Synthetic data is the solution for IT project's security and velocity.
Gartner predicts that “By 2024, 60% of the data used for the development of AI and analytics projects will be synthetically generated”, while by 2030, they estimate that "Synthetic data will completely overshadow real data in AI models". We may disagree with Gartner numbers, but surely we shall use more and more synthetic data. CloudTDMS is betting that synthetic data shall represent at least 50% of the data by 2024, especially for big-data, analytics & AI/ML projects.
Why should we care about Synthetic Data??
Just as an example, are you aware about the recent biggest data leak in the world ? Nearly one billion people in China had their personal data leaked ! Unknown hackers claimed to have stolen data of nearly one billion Chinese residents after breaching a Shanghai police database. The hackers claimed the database was hosted on the cloud accessible to anyone without restrictions.?
If this very sensitive database has been stored in the cloud without proper security measures, it is probably due to the fact that real data has been shared by internal team members such as IT Partners, developers/testers for analytics projects, or data scientists to train or test a new AI/ML models.
One advice from CloudTDMS.com , often forgotten in day to day data projects: Never share real data or provide access to production databases to a project's team members.
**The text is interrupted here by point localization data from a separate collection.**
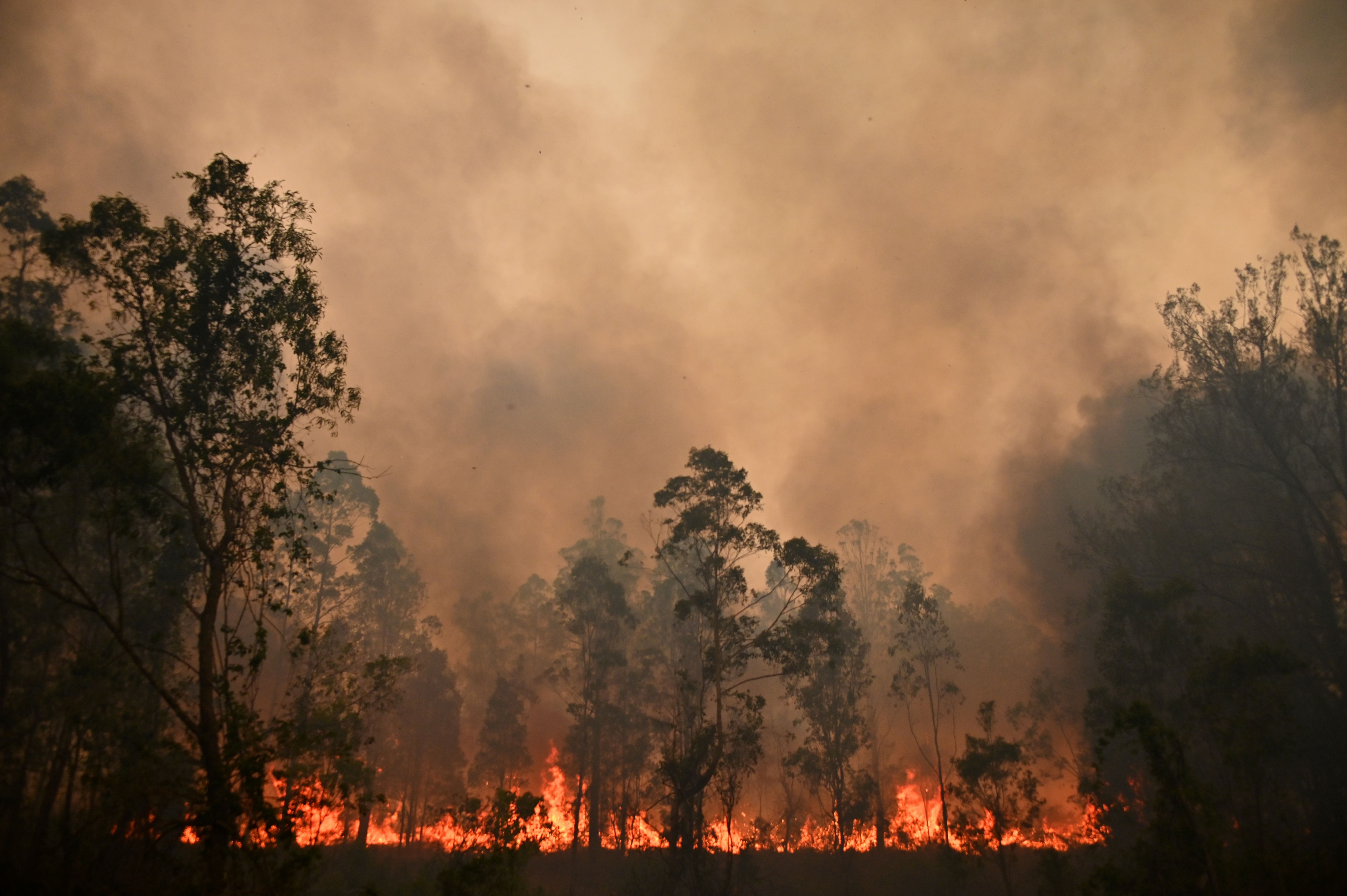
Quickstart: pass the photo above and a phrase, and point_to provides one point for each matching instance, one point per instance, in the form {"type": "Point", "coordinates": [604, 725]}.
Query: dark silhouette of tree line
{"type": "Point", "coordinates": [215, 654]}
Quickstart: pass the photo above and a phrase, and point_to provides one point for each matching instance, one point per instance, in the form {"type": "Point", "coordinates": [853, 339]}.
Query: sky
{"type": "Point", "coordinates": [899, 259]}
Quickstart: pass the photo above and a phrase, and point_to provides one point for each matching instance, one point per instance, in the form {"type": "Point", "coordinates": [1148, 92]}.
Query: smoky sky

Even if, for example, an important dashboard is requested urgently by the company's CEO !
Join the new era of Synthetic Data ! It is becoming the new fuel for all Data related Projects. In other words any organisation can make test data as Realistic without taking it from production
Forrester recommends synthetic data to accelerate the development of new AI solutions, improve the accuracy of AI models, and protect sensitive data. It is currently being used in autonomous vehicles, financial services, insurance and pharmaceutical firms, and computer vision vendors.
To make your IT projects secure and fully compliant with regulations, organisations can generate synthetic data either by using open source python libraries such as Faker or a No-Code Cloud Solution such as CloudTDMS.com .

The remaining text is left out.